Optical Phase Conjugation and All-Optical Demultiplexing using Four-Wave Mixing in Dispersion Shifted Fibers

Abstract: This thesis deals with two applications of four-wave mixing in optical dispersion-shifted fibers; optical phase conjugation and all-optical switching. The work is a part of an effort to study the upgradability of the existing fiber plant, which is of large economic interest. Present transmission capacities are generally limited by pulse broadening due to chromatic dispersion in the fiber, and by the bandwidths of the electro-optic and opto-electronic interfaces. Optical phase conjugation has been suggested as one technique for compensation of temporal distortion due to linear dispersion and nonlinear effects. It can be implemented via four-wave mixing in an optical fiber, so that the output wave is a true spectrally inverted replica of the input wave. We present experimental and theoretical results on the detrimental effects that undesired nonlinearities in the conjugator will induce, and how they are reduced when a shorter fiber is used. Furthermore, the conversion efficiency and the residual polarization dependence in a polarization-insensitive optical phase-conjugator, using two orthogonal pump-waves, are investigated. We also describe a noise characterization of the conjugator, and calculations of the noise figure indicating 3 dB quantum limit at conversion efficiencies >>100%. The capacity of a transmission system, based on single-mode fibers, is generally much higher than the bandwidth of the electronics at the transmitting and the receiving end.
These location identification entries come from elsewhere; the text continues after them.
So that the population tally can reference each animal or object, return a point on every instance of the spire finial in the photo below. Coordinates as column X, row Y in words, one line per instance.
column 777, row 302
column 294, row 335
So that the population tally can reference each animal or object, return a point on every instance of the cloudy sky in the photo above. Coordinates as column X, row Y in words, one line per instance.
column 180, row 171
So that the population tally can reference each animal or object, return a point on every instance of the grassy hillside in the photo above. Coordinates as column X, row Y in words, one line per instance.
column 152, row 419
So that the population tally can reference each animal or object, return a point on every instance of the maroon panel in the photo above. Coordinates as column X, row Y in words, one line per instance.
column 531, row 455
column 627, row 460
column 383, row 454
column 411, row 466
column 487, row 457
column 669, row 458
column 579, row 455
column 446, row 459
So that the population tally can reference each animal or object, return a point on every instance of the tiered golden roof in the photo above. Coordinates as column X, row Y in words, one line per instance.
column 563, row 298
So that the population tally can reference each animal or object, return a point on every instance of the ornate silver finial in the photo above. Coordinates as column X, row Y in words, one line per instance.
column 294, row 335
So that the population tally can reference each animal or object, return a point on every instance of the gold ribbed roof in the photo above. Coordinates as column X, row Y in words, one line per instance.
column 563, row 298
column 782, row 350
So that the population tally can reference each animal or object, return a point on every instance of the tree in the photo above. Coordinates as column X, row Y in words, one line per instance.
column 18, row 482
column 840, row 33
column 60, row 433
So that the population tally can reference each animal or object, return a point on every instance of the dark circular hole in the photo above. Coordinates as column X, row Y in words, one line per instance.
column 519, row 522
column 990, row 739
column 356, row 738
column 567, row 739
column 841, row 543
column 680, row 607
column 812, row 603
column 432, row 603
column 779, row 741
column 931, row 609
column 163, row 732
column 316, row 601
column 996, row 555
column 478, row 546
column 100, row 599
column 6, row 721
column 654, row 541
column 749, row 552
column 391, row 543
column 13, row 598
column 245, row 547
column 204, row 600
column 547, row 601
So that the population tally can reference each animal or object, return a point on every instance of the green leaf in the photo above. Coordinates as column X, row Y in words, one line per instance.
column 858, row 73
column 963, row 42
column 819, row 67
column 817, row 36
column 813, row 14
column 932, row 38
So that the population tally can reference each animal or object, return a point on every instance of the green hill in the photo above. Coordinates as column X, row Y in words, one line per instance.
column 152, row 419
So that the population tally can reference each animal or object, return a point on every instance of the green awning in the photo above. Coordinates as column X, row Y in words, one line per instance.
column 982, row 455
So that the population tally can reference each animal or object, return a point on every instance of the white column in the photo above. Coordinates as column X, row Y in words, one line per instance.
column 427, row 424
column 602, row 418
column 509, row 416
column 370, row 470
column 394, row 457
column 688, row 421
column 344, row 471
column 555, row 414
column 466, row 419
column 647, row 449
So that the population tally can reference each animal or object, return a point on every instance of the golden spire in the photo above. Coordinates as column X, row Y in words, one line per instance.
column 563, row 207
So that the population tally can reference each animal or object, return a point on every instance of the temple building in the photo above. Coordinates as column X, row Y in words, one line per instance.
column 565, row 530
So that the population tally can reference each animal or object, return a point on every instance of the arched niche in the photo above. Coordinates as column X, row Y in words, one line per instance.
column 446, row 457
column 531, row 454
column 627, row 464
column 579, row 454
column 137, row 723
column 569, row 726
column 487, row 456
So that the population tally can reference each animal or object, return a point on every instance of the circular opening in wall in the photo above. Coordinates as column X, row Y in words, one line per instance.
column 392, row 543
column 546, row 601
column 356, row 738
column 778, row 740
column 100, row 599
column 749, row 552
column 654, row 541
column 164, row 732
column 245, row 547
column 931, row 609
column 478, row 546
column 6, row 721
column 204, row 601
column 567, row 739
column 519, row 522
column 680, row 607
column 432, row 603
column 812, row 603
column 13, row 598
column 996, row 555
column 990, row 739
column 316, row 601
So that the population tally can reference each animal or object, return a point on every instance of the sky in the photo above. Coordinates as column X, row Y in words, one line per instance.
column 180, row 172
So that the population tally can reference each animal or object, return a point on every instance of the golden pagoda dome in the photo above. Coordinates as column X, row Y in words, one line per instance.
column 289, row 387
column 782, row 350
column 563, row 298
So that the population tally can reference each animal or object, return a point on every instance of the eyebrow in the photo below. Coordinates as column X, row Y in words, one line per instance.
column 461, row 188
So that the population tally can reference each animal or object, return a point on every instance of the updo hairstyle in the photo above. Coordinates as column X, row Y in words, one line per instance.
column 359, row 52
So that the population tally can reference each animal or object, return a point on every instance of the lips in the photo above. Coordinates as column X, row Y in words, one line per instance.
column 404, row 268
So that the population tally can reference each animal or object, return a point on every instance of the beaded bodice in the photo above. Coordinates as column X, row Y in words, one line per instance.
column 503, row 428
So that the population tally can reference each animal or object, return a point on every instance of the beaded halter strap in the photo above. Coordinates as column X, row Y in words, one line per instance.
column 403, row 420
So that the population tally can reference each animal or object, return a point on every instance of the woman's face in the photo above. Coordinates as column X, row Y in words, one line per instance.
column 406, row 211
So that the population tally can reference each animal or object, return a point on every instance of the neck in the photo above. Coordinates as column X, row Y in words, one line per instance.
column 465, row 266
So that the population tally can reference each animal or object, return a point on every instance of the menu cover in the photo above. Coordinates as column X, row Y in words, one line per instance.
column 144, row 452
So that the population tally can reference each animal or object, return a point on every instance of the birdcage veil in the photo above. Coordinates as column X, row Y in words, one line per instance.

This is sometimes referred to as the "electronic bottleneck", and it can be overcome, e.g. by using several channels on different wavelengths, with a lower bit-rate on each, or with a high bit-rate at one wavelength and all-optical data-switching. In this thesis we present an all-optical demultiplexer with 20 dB inherent amplification, that utilizes four-wave mixing in a dispersion-shifted fiber. We also show how the extinction ratio is deteriorated in a saturated device, and evaluate the influence of variations in zero-dispersion wavelength and parametric noise amplification.